While most tick bites are harmless, some types can cause life-threatening illnesses. The tick can also spread other diseases, including babesiosis, anaplasmosis, and the Powassan virus, other diseases that are on the rise in the United States. Ticks can also transmit other diseases such as babesiosis and Colorado tick fever.
Ticks become infected after feeding on infected deer, birds or mice. Deer ticks mainly acquire bacteria by feeding on small mammals infected with bacteria, especially white-footed mice. The Borrelia burgdorferi microbe enters the skin when bitten by an infected tick, and the disease spreads to humans when the spirochete travels from the gut to the salivary glands and then to humans at the site of the bite.
Transmission of Lyme disease Ticks infected with the bacterium B. burgdorferi can attach themselves to any part of the body. Lyme disease is a disease caused by the bacterium Borrelia burgdorferi, which can be transmitted by the bite of an infected black-legged tick. Lyme disease (LD) is an infection caused by Borrelia burgdorferi, a type of bacterium called a spirochete (pronounced spy-ro-kit) carried by deer ticks. Borrelia burgdorferi is transmitted to humans through the bite of the nymphal deer tick Ixodes scapularis (or Ixodes pacificus on the west coast).

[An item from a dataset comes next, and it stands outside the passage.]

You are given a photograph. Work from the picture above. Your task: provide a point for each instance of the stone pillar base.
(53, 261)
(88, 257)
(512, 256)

The Lyme disease (LD) spirochete Borrelia burgdorferi infects other tick species, but is known to be transmitted to humans and other animals only by the deer tick and the related western black-legged tick. Studies have shown that an infected tick typically does not begin transmitting Borrelia burgdorferi until it has attached to a host for about 36-48 hours; therefore, the best line of defense against Lyme disease (LD) is to check yourself at least once a day, And remove all ticks before they become swollen with blood. About 80% of Lyme disease infections are the first sign of erythema migrans (EM) at the site of the tick bite, usually near skin folds such as the armpits, groin, or behind the knees, on the trunk, under belt clothing, or hair, ears or a child around the neck.
In about 4-10% of untreated cases in the United States and about 0.3-4% of untreated cases in Europe, usually between June and December, about one month after the tick bite (4 days to 7 months), the Lyme disease can be caused by a heart complication called Lyme carditis.
Other mites (such as Ornithomorpha americana) and the insects themselves may carry the pathogen, but Ixodes tick bites are thought to be responsible for the vast majority of cases. Although adults are twice as likely to infect B burgdorferi as nymphs, nymphs transmit 90% of disease to humans due to their large numbers; increased human activity outdoors in summer (peak nymph feeding); nymphs are smaller and therefore less susceptible to disease transmission It is unlikely to be detected and removed before it happens. Immature ticks are very small and hard to see, which increases the chance of undetected tick contact.
In tick-infested areas, common sense precautions are important. Get rid of mites in your garden by clearing wooded areas, minimizing undergrowth, and placing stacks of firewood in very sunny locations. Ticks prefer to live in wooded areas, low growing meadows and backyards.